MONGOLIA: Training for Rural Development Project (Global Affairs Canada, 2005-2010)
The Training for Rural Development Project worked to improve rural livelihoods by improving access to and use of agriculture technologies, practices and information by farmers, herders and agri-businesses. The project built the Mongolian State University of Agriculture’s capacity to conduct research and provide training to all levels of the agriculture sector and contributed to: 1) demand-driven, adaptive research responding to the needs of both men and women; 2) development and adoption of sustainable agriculture technologies for natural resource management; and 3) collaboration in technology generation and transfer and delivery of extension services to both men and women.
Partnering with the University of Saskatchewan on the project, Agriteam was responsible for overall management, providing input to Results Based Management (RBM), gender/social dimensions and ensuring participatory methods promoted community involvement, as well as developing and implementing a five-year pilot project in Corporate Social Responsibility (CSR) that demonstrated community development using best practices in public-private partnerships.
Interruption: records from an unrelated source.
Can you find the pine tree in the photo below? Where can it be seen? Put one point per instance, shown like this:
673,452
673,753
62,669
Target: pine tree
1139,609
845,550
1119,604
Centerra Gold provided investment capital for the pilot through its Community Development Fund at the Boroo Gold mine site in Bayangol county. The pilot demonstrated that a) socially responsible mining companies and local communities can work together to alleviate poverty; b) human resource development through training is essential in fighting poverty; and, c) that innovative public-private partnerships can be useful in training delivery to the benefit of rural communities.
AMERICAS & the CARIBBEAN: ARPEL Environmental Project, Phase II, Latin America and the Caribbean (Global Affairs Canada, 1996–2000)
Agriteam provided gender equity advisory services to the Environmental Services Association of Alberta, the Canadian Executing Agency for the ARPEL project, which strengthened the efficiency and capacity of companies in the Latin American petroleum sector to develop and implement environmental protection technologies.
INDIA: Mid-Term Operational Review, India Biogas Extension Project (Global Affairs Canada, 1994)
Agriteam conducted an operational review of the India Biogas II Project, implemented by the Canadian Hunger Foundation, to assess the achievements and economic and social benefits of a biogas project at its mid-way point and to summarize the lessons learned thus far in Phase II. The review team provided feedback as part of an iterative process of project management, in order to ensure that the project continued to meet the needs of stakeholders. One aspect of the project was to study the economic and social factors that determined energy choices between biogas and liquid petroleum, including household income, family size and access to alternative energy sources. Attention was also paid to the project’s impact on women and women’s health issues and impact of the project on the environment, with respect to agricultural productivity and land/forest management. The review team also assessed the extent to which the project had succeeded in strengthening indigenous Indian non-governmental organizations which form the Biogas Network which was supported by the project.